I have been thinking a lot about Michael's "No idea what to do" post quite a bit these past few days. We talked about the fact that we always told our kids that they could be what they wanted to be, and wondered if we did the right thing. Perhaps one of the problems has to do with the difference between "doing" and "being." I believe we concentrated on the being part, which is much more essential than the "doing" part. The idea of being has to do with the world within, and the idea of doing has to do with the ever-changing world without--a world that we can only understand partially and subjectively.
I remember an assignment we had when I was in third grade. We were asked to draw a picture of ourselves as "what you want to be when you grow up." Being the 1960s, most of the girls in the class drew teachers and nurses, and most of the boys drew firemen, cowboys, and, perhaps, garbage collectors. Everyone drew themselves in some kind of profession, taking the "be" of the question as meaning the phrase "do for a living." I drew a picture of a genderless, pants-wearing army officer, walking down the street and whistling, with a little dog. My tomboy dream was to be in the army, at least while I was in third grade. I was also rather athletic, and was tantalized by the idea of getting a President's Council for Physical Fitness patch.
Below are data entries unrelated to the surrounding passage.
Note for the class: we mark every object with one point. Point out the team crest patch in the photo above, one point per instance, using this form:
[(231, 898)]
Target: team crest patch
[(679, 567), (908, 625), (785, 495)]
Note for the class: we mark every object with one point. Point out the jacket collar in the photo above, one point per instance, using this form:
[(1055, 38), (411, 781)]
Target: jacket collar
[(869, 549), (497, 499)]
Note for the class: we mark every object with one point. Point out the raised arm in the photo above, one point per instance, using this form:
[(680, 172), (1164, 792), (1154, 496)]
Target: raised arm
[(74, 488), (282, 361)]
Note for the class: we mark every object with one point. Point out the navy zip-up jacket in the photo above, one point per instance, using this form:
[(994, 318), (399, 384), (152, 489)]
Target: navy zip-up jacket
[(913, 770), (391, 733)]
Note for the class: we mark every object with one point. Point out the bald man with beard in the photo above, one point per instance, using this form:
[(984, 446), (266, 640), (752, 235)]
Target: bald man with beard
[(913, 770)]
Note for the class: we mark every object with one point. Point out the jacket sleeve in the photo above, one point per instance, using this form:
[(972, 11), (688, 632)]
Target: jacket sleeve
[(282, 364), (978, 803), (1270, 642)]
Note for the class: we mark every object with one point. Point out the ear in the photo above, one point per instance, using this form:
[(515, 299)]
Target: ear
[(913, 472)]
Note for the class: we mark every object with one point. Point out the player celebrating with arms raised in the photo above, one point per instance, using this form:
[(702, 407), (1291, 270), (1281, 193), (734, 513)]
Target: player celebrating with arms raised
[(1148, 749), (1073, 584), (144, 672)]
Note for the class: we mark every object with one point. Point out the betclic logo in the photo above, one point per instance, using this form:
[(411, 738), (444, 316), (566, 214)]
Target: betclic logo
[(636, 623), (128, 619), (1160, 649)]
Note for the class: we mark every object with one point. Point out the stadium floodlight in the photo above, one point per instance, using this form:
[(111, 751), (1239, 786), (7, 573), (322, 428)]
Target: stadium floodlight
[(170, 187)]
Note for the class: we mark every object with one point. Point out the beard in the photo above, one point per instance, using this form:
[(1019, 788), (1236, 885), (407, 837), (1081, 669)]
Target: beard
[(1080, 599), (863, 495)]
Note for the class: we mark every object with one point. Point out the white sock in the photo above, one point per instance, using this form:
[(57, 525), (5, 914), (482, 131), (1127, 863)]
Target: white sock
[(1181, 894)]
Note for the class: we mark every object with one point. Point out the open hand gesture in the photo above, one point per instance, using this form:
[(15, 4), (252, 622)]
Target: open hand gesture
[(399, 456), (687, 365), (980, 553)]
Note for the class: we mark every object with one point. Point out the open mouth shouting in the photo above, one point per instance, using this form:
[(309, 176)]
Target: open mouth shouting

Perhaps I was a tad patriotic as well.
Eventually these things faded with time. I knew I'd never have a dog. I knew that I would never grow up to be a man, or to even look like one. And I never got one of those President's Council for Physical Fitness patches. Perhaps it was because my school didn't offer them.
I stopped getting my hair cut at the barber shop (I didn't have a whole lot of guidance in those days), and eventually embraced my girl-hood with its proscribed (gasp) future in teacher-hood, mother-hood, and nurse-hood. Once I could wear pants to school on non-gym days, the door to a productive future seemed to be a little larger than the doors to the elementary school gym, or the school playground, where I spent hours climbing on the jungle-gym.
Eventually I slipped into music, the family business, because I was good at it, because I liked it, and because it was the only thing I could do. I felt kind of envious of my female classmates, empowered by the sudden surge of the women's movement, who seemed to look towards their futures with a newly-minted element of choice. I was particularly envious of the people who wanted to be doctors, because I could not understand the lure of the profession. Perhaps many of them also went into "the family business."
Nobody told me that I could be anything I wanted to be, professionally or otherwise. If somebody had told me, I wouldn't have believed them anyway. One by one the things I thought I was good at seemed to slip away, like math, science, and athletics, and a future in music seemed like the only path for me. I had no idea that the musical world was so big and so populated with people like me; and I had no idea that the actual number of musical opportunities for someone like me was so small. I also had no idea that I would be doing the kinds of things I am doing in music, or that music would be one of the ways I would define who I am.
Our kids, now in their 20s, are good at a lot of things. And they have (or are in the process of getting) an education. They have both had jobs that they would not consider "professions," jobs that you do in order to make money in order to live. But they both know that they can "be" whoever and whatever they want to be, and I think it gives them strength and hope.